How to Run a Chick Brooder Properly

April 25th, 2010 by Blogging Farmer

Our Chicken Brooder

Newly-hatched chicks, just like human babies at the beginning of their lives, cannot maintain their own body temperature and so are susceptible to cold or over-heating. This lasts until their fuzz is replaced with feathers, at the age of 4-5 weeks or so. In the wild, chicks are cared for by the mother. However, if you’re hatching eggs in an incubator or ordering day-old chicks, you don’t really have that option — not to mention the fact that domestic hens often make terrible mothers, because of breeding that focused on egg-laying rather than mothering skills.

This is where a brooder comes in. This can be something as simple as a big cardboard box you keep in your bedroom to a setup like we have: an 8’x9′ manufactured wooden shed. The principles are the same though.

Equipment you will need to operate your brooder:

  • Overall View of the BrooderPlastic dropcloth, to make cleaning up your brooder easier once you’ve moved the chicks out.
  • Some way to set up an enclosure. If you’re setting the brooder up in a cardboard box, this obviously isn’t a problem. We use a roll of cardboard about a foot wide that we gradually unroll to make more space as the chicks grow.
  • A heat lamp with a fixture. The heat lamp can easily be found online or at a pet store. In our area, Tractor Supply carries them. For the fixture, I use a clamp-on worklight that run about $10 at Walmart.
  • Feeders and waterers. Can be purchased at an agricultural supply store, such as Tractor Supply.
  • Bedding material. We like to use paper towels for about the first couple of weeks, and then switch to wood shavings.

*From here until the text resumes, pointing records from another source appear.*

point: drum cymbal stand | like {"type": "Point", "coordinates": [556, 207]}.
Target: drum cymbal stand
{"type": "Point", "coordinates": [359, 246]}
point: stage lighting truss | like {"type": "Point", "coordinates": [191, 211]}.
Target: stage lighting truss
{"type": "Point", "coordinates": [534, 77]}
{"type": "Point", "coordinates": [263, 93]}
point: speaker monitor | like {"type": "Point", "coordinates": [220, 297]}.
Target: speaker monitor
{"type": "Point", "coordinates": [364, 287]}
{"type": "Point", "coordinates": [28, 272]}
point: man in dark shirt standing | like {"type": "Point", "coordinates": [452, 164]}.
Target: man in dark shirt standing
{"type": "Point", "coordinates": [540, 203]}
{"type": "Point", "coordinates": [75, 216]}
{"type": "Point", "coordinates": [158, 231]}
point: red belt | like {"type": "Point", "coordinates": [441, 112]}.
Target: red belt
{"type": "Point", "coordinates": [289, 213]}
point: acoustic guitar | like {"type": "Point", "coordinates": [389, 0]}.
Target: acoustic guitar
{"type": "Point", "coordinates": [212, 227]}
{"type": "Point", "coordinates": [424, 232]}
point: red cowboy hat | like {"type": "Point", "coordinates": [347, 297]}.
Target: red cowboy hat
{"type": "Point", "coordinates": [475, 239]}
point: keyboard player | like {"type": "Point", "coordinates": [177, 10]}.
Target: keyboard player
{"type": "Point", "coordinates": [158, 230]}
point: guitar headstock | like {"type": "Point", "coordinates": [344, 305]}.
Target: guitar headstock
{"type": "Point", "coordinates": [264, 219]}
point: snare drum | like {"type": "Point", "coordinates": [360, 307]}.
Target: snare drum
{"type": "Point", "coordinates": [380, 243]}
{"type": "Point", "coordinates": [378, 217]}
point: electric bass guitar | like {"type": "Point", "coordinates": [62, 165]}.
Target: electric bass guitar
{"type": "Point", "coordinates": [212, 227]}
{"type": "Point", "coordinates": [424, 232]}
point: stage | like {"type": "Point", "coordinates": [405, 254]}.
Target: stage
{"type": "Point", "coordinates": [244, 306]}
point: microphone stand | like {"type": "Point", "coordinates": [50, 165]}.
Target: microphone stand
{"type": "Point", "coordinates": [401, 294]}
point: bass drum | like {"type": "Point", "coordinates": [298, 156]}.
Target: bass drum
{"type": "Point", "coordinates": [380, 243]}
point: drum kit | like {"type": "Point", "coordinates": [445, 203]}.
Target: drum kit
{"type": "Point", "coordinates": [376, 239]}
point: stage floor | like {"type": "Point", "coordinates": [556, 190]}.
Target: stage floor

Set up is pretty easy. Lay down your dropcloth, put up your enclosure, lay down the paper towels or shavings and hang the heat lamp (about 2-3 feet off the ground works well). Fill the waterers and feeders, and add chicks.

When you are putting chicks in the enclosure, it is very good practice to dip the beak of each in a waterer to make sure they know where the water is.

Dipping Chick Beaks in Water

Setting the Optimal Temperature for Chicks
The optimal temperature for a newly-hatched chick is around 82F (28C), and this is what you should maintain for the first week. The best way to test for the correct temperature is by placing a thermometer under the heat lamp. After the first week, you should bring the temperature down about 2-3 degrees per week.

A heat lamp is not a precise method of heating, and the brooder can get either too cold or too hot through the day-night cycle. If it is too cold, all the chicks will be huddled directly under the heat lamp and pressing up against each other. If it is too hot, they will be as far from the light of the heat lamp as possible. You want the chicks to be under the lamp, but not huddled (as in the pic below).

Huddled Chicks

After 4-5 weeks, your chicks should be all covered in feathers and ready for a move to the great outdoors. Now is a good time to start thinking about making that mobile chicken coop!